Waiving fees and interest
Two Democratic lawmakers want Ohio to follow the federal government and suspend both payments and interest on state student loans for up to 60 days.
“Our recent graduates are in a truly unprecedented time in their lives and are facing an uncertain future,” Rep. Mary Lightbody, D-Westerville, said in a statement. This legislation will help them manage their budget challenges during this health crisis.“
Meanwhile, a northeast Ohio Democrat wants to offer delinquent taxpayers a five-month window (August through December) where they can pay what they owe without penalties or accrued interest.
Rep. Thomas West, D-Canton, told a House committee Tuesday that the idea is to bring in money owed to the state as it faces the worst economic downturn since the Great Recession while helping people who are behind on their taxes.
“I truly believe that this legislation is a ‘win-win’ and a common sense solution to the financial issues our state, our businesses and our people are facing as we continue to fight the COVID-19 pandemic together,” West said.
Holding onto federal funds
Ohio got $1.2 billion from the federal government to help its local governments pay for expenses related to the coronavirus pandemic, but a bill introduced by Sen. Matt Dolan, R-Chagrin Falls, would only release $350 million.

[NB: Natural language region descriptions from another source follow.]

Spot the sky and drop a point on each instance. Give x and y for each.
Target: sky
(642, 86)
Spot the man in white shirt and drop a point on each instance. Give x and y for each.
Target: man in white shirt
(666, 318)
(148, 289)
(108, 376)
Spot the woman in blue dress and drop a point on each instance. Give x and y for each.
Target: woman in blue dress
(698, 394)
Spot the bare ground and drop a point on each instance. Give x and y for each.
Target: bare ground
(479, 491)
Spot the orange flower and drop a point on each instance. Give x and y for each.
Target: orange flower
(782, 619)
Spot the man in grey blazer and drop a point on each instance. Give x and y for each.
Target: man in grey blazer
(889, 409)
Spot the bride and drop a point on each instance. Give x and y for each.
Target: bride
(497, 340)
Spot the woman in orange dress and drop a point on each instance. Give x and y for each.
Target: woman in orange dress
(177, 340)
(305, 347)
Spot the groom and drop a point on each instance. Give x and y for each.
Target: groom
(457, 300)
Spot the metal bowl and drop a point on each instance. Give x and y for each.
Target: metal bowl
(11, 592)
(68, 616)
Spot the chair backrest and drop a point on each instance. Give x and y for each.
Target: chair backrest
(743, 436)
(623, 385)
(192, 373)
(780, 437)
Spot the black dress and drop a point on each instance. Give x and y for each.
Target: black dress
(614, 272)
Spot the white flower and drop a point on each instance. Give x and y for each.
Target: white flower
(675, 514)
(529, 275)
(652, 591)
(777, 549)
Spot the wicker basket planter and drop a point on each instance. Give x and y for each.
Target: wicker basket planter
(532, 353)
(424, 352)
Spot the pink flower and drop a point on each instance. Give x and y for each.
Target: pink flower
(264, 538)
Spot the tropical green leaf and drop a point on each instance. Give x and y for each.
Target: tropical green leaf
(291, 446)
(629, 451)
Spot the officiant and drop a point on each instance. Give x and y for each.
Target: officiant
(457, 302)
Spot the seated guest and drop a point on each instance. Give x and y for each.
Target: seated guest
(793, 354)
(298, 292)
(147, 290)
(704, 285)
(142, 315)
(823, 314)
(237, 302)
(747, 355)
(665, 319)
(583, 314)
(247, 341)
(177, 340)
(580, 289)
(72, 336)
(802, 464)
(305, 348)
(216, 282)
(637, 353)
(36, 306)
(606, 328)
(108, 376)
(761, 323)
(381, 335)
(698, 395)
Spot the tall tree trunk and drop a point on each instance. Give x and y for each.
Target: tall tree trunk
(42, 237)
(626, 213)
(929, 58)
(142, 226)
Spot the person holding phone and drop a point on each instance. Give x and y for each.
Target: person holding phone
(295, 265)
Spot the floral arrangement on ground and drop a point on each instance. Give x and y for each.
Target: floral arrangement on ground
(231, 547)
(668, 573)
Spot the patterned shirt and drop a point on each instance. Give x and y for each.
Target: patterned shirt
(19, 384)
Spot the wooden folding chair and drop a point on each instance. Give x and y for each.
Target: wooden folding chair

The northeast Ohio Republican said the reason he thinks the state should hold back most of the money — which has to be spent this year — is that mayors, Ohio’s federal lawmakers and Dolan himself are all lobbying the federal government to change its rules on how they money can be spent.
“We are pounding on them to ease up on the ability for local governments to be able to have a broader spectrum of use,” Dolan said during a committee hearing on Senate Bill 310.
The U.S. Treasury Department rules allow governments to use the money for expenses directly related to COVID-19, such as installing Plexiglas barriers or hand sanitizing stations. It doesn’t allow municipalities to use it to cover everyday expenses like payroll.
Ohio mayors from both political parties have said revenue loss from the government-ordered shutdown of the economy is their biggest COVID-19 expense.